When confronted with the evidence, Pitre said he offered McKee between $5,000 and $10,000 to hurt his ex-wife, police and prosecutors said.

But he said he'd never intended for her to die. Instead, he planned to interrupt the assault, save her life and win her back.

"He said he planned to save her, but that he overslept," according to police.

Pitre, a former Marine sergeant from Louisiana, was on leave when he met Cheryl Pitre in a small town near Pittsburgh.

The two moved to Whidbey Island, then separated and divorced.

In 1980, Pitre was convicted of second-degree murder for the shooting death of his then-lover's husband, Navy Lt. Cmdr. Dennis Archer, and sentenced to 35 years.

He was paroled in 1986 after Cheryl Pitre lobbied hard for his release. The couple had remarried while Roland Pitre was still in prison.
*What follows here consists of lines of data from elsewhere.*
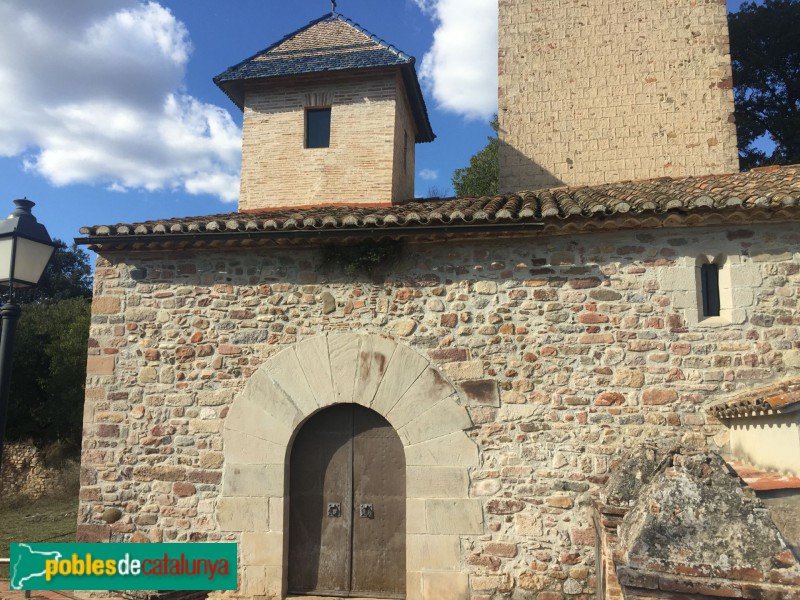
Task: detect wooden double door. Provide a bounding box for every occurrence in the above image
[289,404,406,598]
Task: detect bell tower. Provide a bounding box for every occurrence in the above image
[214,10,435,211]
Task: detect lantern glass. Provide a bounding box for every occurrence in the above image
[13,237,55,287]
[0,237,14,285]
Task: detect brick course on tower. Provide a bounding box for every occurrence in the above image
[499,0,738,192]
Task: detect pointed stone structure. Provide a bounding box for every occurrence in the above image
[214,13,435,211]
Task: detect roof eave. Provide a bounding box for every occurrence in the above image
[214,62,436,144]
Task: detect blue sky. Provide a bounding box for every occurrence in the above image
[0,0,756,248]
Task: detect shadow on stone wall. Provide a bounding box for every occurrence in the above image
[498,132,570,194]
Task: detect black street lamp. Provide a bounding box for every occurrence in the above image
[0,199,58,465]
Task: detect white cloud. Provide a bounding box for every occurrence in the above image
[414,0,498,119]
[0,0,241,201]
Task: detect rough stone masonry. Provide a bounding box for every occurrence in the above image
[79,223,800,600]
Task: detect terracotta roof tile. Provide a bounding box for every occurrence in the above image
[708,376,800,419]
[214,13,436,142]
[76,165,800,244]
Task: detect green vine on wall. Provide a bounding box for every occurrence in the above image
[322,240,402,275]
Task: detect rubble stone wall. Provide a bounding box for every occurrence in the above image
[79,223,800,600]
[0,443,61,503]
[239,73,414,210]
[499,0,739,192]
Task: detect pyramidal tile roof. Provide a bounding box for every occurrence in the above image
[214,13,435,142]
She convinced her employer, for example, to write the parole board, promising Pitre a job upon his release.

After Cheryl Pitre's death, Roland Pitre remarried, and then divorced, a Bremerton woman with teenage children.
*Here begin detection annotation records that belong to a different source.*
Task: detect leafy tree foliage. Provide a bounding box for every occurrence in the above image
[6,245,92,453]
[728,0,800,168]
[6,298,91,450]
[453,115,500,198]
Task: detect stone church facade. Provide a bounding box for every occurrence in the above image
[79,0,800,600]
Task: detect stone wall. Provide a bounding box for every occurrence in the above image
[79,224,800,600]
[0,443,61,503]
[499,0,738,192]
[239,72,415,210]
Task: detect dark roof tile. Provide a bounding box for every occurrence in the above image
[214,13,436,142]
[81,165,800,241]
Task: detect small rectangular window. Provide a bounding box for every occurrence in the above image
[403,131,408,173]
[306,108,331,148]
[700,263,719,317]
In 1993, Pitre and a female accomplice were convicted of attempting to kidnap and hold for ransom one of his former stepchildren.

When he was arrested for the kidnapping, Pitre admitted to police and prosecutors that he'd set up the kidnapping.

But, in a story that would later sound familiar, he described it as just an elaborate ploy to win his former wife back, court documents show.